(Bloomberg) -- Oil notched its biggest weekly drop since early May as the Federal Reserve signaled potential rate hikes ahead and European data flagged the risk of an economic slowdown.
West Texas Intermediate ended fell nearly 4% this week, the most since the week of May 5.
In testimony this week, Fed Chair Jerome Powell signaled that further monetary tightening was likely in the second half. Data on Friday showed German economic activity lost much more momentum than anticipated in June, while France’s economy likely contracted in the second quarter.

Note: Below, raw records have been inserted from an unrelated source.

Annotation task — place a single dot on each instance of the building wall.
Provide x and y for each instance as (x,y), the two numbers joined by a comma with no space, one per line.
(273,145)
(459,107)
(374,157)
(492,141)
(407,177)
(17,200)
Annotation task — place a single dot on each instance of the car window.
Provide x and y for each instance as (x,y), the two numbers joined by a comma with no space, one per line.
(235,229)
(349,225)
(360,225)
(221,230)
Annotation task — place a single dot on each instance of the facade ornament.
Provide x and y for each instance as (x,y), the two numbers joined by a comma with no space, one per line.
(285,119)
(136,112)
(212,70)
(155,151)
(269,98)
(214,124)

Powell’s comments lifted the greenback, dimming the allure of commodities priced in the US currency.
“Fear of higher rates and the associated slowdown in economic activity is putting pressure on the oil patch,” said Robert Yawger, director of the futures division at Mizuho Securities USA. Higher rates also increase the cost of carry, making everything from storing oil to shipping oil more expensive, he added.
The pace of moves in the oil market has also been exacerbated by technical trading in recent days, with both Brent and WTI falling away sharply after testing the upper ends of the bands in which they had been stuck since early May.
Oil is set for a back-to-back quarterly loss as traders fret over demand. The slump has come despite production cuts from the Organization of Petroleum Exporting Countries and its allies. One key gauge of market health, Brent’s prompt spread, has weakened heavily in recent days, hitting the softest since January.